# "Benny" and Her JET



## craftsman on the lake (Dec 27, 2008)

in defense of Sears but a long time ago. I have a 6×48 craftsman belt sander from 1976. Looks a lot like yours but the motor is below and belt driven. It's a cast iron beast but boy has it turned a few revolutions. It's bearings are beginning to make some noise but it still cranks.

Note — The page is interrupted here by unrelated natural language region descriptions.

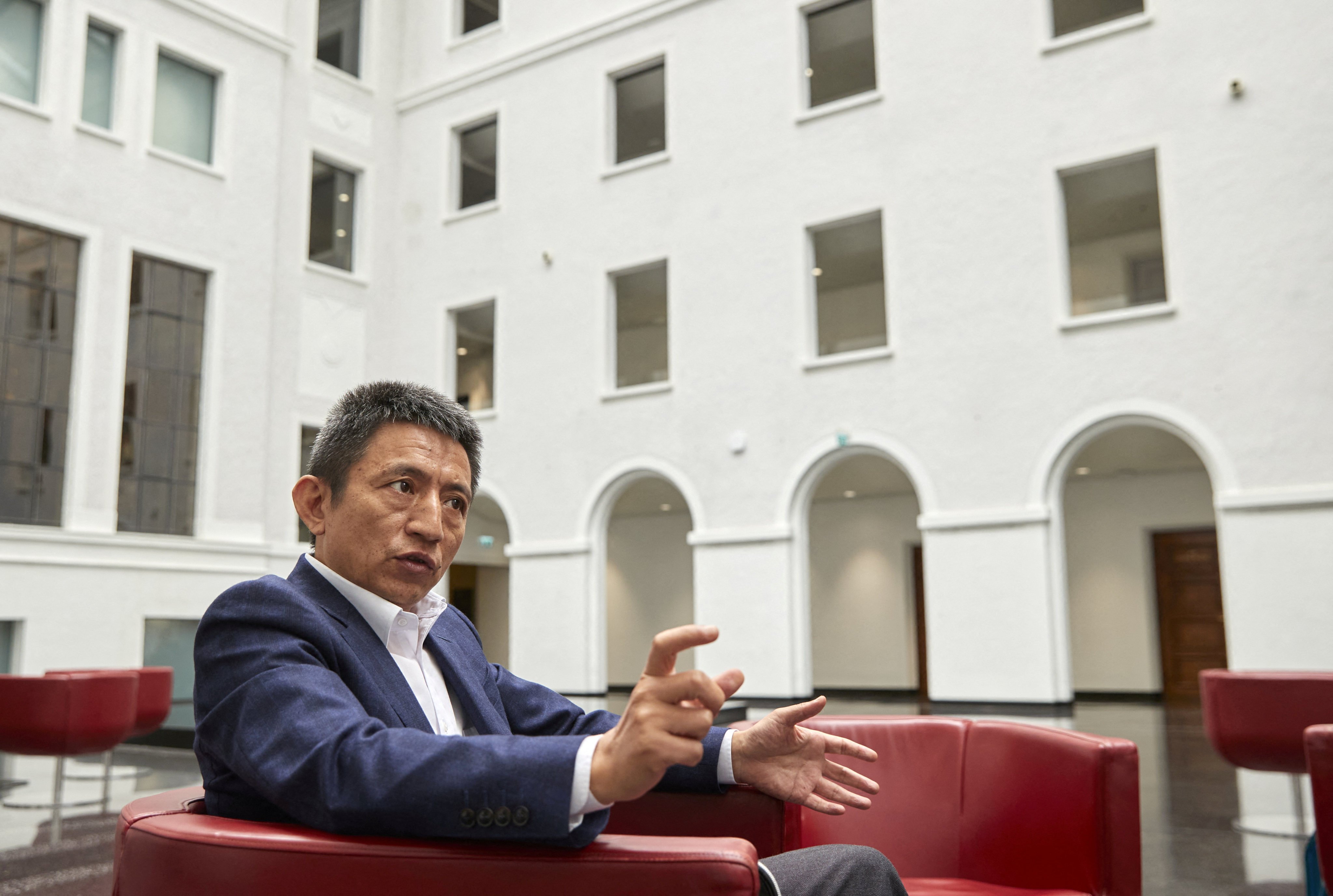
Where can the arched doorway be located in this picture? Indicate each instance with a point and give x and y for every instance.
(650, 580)
(1142, 564)
(479, 578)
(867, 588)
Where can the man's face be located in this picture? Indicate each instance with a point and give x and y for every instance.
(400, 517)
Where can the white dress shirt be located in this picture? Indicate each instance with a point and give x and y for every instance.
(404, 634)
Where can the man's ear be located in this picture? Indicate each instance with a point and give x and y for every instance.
(311, 497)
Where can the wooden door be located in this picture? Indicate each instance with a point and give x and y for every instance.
(1189, 609)
(919, 600)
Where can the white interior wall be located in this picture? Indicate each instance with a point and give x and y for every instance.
(863, 626)
(1112, 590)
(650, 588)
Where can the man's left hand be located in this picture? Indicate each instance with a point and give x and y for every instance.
(788, 762)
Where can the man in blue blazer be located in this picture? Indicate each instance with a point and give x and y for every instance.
(353, 699)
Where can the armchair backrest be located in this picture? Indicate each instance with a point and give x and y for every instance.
(999, 802)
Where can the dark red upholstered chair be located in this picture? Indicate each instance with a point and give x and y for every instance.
(990, 808)
(1257, 721)
(167, 846)
(1319, 759)
(66, 714)
(154, 706)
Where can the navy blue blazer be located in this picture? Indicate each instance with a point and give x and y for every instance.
(303, 715)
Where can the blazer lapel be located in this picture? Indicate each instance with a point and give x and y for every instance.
(367, 646)
(467, 681)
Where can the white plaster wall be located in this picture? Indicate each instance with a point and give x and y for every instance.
(863, 626)
(1110, 523)
(650, 588)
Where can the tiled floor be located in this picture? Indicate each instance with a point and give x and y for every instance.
(1189, 798)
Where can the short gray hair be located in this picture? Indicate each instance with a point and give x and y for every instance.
(359, 414)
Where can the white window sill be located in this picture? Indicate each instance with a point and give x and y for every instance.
(472, 211)
(338, 273)
(186, 163)
(1098, 33)
(632, 392)
(638, 164)
(1138, 313)
(850, 357)
(95, 131)
(344, 78)
(839, 106)
(23, 106)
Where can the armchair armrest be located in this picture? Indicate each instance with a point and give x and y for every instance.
(742, 813)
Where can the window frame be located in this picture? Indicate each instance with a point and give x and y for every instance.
(611, 344)
(118, 84)
(612, 167)
(810, 291)
(455, 155)
(222, 103)
(1065, 319)
(40, 106)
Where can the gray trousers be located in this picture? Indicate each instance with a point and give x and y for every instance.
(830, 871)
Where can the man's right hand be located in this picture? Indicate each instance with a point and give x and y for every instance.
(664, 724)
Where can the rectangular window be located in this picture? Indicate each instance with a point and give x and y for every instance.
(1114, 220)
(642, 114)
(332, 211)
(99, 75)
(183, 122)
(339, 40)
(642, 327)
(39, 273)
(478, 164)
(479, 14)
(1076, 15)
(840, 42)
(21, 48)
(850, 307)
(171, 642)
(308, 435)
(475, 352)
(159, 439)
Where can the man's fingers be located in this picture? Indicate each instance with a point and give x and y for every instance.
(839, 794)
(844, 775)
(662, 657)
(844, 747)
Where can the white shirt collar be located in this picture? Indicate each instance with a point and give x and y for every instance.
(378, 612)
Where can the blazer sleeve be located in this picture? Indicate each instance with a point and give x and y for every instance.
(274, 710)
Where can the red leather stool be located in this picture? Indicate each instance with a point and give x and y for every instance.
(1257, 721)
(154, 706)
(167, 846)
(1319, 759)
(67, 714)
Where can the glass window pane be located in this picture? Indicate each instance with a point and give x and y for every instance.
(642, 327)
(339, 42)
(21, 48)
(1114, 220)
(183, 122)
(1075, 15)
(841, 51)
(479, 12)
(642, 114)
(99, 75)
(475, 329)
(850, 287)
(478, 166)
(332, 211)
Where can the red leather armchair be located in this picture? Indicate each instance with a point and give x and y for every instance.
(167, 846)
(990, 808)
(1319, 757)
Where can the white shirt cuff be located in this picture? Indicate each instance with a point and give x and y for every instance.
(724, 761)
(580, 797)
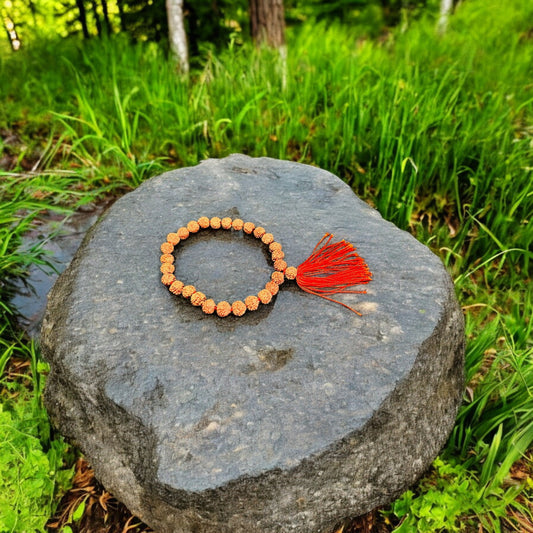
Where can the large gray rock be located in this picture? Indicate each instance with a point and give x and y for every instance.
(286, 419)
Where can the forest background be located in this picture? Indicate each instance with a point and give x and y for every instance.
(429, 119)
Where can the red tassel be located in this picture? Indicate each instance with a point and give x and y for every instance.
(331, 269)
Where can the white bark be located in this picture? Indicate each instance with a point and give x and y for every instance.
(445, 10)
(176, 33)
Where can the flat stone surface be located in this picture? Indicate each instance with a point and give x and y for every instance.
(289, 418)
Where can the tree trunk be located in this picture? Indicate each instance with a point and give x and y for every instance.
(121, 16)
(446, 7)
(105, 12)
(176, 34)
(82, 18)
(267, 22)
(96, 18)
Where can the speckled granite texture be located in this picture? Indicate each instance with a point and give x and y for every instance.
(286, 419)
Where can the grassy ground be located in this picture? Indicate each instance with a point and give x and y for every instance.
(435, 131)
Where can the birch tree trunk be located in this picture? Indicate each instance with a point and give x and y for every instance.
(267, 22)
(176, 34)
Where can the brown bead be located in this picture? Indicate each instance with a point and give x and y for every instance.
(238, 308)
(176, 287)
(167, 248)
(208, 306)
(265, 296)
(252, 302)
(237, 224)
(168, 279)
(188, 291)
(267, 238)
(277, 277)
(259, 232)
(193, 226)
(198, 298)
(290, 272)
(183, 233)
(167, 268)
(272, 287)
(167, 258)
(223, 309)
(248, 227)
(203, 222)
(226, 222)
(280, 265)
(173, 238)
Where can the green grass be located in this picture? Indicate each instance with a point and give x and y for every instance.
(435, 131)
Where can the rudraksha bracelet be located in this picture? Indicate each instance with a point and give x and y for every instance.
(331, 268)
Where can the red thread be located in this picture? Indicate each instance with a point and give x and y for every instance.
(332, 268)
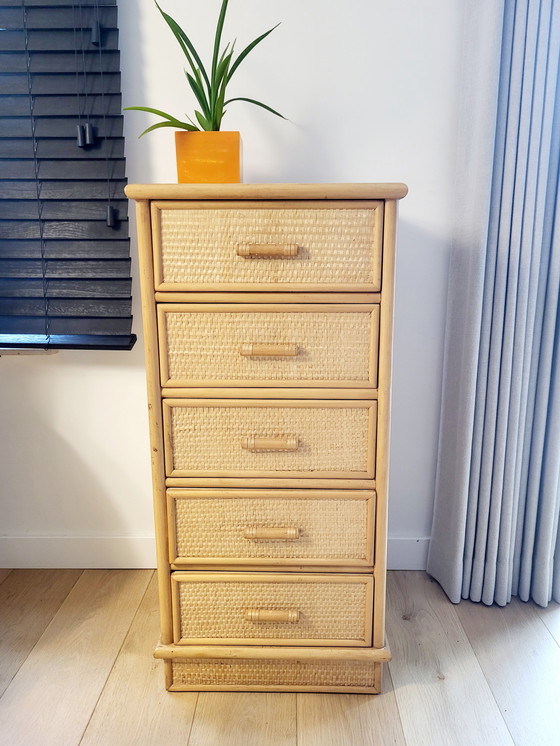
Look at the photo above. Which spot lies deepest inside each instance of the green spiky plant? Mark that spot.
(209, 89)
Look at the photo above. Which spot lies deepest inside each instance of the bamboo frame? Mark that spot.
(227, 296)
(384, 408)
(241, 652)
(273, 483)
(393, 190)
(251, 297)
(155, 418)
(268, 393)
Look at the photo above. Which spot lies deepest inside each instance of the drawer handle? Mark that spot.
(271, 533)
(272, 615)
(256, 349)
(283, 443)
(249, 250)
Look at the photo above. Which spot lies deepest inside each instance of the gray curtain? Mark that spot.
(495, 531)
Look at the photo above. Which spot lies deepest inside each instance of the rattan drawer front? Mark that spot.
(253, 344)
(273, 675)
(243, 608)
(244, 246)
(268, 438)
(271, 527)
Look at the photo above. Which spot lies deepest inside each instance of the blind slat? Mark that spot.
(65, 249)
(62, 149)
(55, 106)
(62, 190)
(82, 288)
(69, 342)
(44, 41)
(43, 85)
(61, 325)
(60, 62)
(58, 127)
(118, 308)
(25, 169)
(58, 210)
(57, 269)
(77, 16)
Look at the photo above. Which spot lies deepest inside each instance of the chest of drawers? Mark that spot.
(267, 313)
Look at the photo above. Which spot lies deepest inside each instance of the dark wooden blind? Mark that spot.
(64, 245)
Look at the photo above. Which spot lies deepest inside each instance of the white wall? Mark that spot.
(370, 88)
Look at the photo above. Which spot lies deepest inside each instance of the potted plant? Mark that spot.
(205, 154)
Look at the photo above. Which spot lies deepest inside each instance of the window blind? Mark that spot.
(64, 241)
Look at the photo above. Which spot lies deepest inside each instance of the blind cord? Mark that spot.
(37, 181)
(112, 217)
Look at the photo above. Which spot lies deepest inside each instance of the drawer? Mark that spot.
(268, 527)
(297, 245)
(269, 438)
(270, 345)
(255, 609)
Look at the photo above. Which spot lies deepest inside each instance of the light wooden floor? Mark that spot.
(76, 668)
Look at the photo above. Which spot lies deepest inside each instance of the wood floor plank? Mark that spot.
(521, 662)
(363, 720)
(551, 617)
(29, 599)
(244, 719)
(52, 697)
(442, 695)
(134, 707)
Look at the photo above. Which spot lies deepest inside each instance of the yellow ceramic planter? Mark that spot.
(208, 157)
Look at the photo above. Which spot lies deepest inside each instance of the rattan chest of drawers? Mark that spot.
(267, 314)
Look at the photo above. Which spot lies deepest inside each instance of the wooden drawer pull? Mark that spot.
(255, 349)
(284, 443)
(249, 250)
(271, 533)
(272, 615)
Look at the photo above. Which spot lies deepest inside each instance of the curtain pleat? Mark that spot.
(503, 509)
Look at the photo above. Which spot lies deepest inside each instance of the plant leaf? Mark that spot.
(204, 123)
(185, 44)
(257, 103)
(152, 111)
(176, 125)
(199, 93)
(221, 78)
(247, 49)
(217, 40)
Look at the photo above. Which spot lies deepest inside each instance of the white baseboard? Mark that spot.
(119, 552)
(407, 553)
(139, 552)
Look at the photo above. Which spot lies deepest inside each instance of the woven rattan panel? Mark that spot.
(328, 528)
(336, 245)
(331, 439)
(216, 610)
(206, 346)
(289, 673)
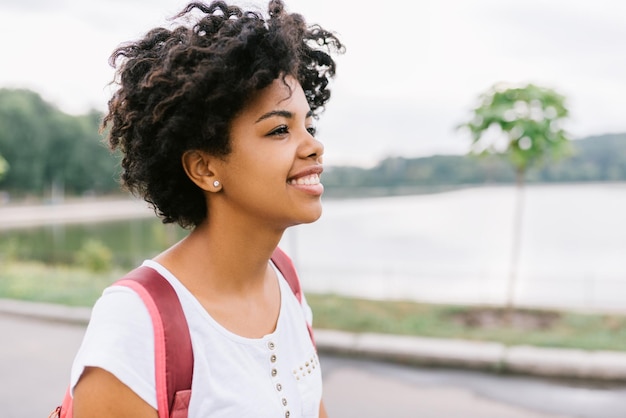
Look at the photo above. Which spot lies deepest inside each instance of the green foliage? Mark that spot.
(527, 122)
(597, 159)
(567, 330)
(53, 284)
(47, 148)
(94, 256)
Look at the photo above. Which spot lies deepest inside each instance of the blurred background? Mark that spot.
(475, 157)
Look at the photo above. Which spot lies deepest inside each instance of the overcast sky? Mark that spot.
(412, 71)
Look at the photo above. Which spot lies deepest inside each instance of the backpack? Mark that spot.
(173, 353)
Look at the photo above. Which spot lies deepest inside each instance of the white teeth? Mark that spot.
(306, 181)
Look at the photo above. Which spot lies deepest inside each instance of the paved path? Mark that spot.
(36, 357)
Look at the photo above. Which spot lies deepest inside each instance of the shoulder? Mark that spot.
(120, 340)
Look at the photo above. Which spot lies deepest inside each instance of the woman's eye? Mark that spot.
(281, 130)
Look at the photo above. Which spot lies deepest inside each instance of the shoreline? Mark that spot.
(74, 211)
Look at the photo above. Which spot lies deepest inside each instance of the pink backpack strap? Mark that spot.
(173, 351)
(284, 264)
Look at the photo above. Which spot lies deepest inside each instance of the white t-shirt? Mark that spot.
(275, 376)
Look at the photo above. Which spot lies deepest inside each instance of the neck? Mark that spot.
(223, 257)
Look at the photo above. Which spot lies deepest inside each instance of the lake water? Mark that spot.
(456, 247)
(447, 247)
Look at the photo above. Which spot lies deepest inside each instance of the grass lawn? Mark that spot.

Congrats on your acquisition. I'm sure you'll love it.


----------



## mmh (Mar 17, 2008)

Hi CotL: I'm sure your 1976 6×48 Craftsman is a sturdy piece. I only have the weenie version of the 6×36" and it has worked fine, but I needed to upgrade to a larger machine. I don't know why I didn't choose a Craftsman 6×48" machine, as they do carry them, but the JET brand intrigued me and caught my eye and it was actually cheaper than the Craftsman. With the service and replacement contract Craftsman honors, In after thought I probably would highly consider going that direction.


----------



## tokarowski (Dec 4, 2009)

Dear Benny,

I am currently evaluating a Jet sander for use in my shop but was not sure of the quality of Jet versus Delta. Nothat I am researching this I find that more woodworkers are in fact purchasing JET as opposed to Delta. the sander I am looking at is the 16-32 Drum sander that I will use to flatten box lis prior to installation. I resaw, plane and now will be able to surface sand 16×12 panels for my jewelry box lids. good luck

PT


----------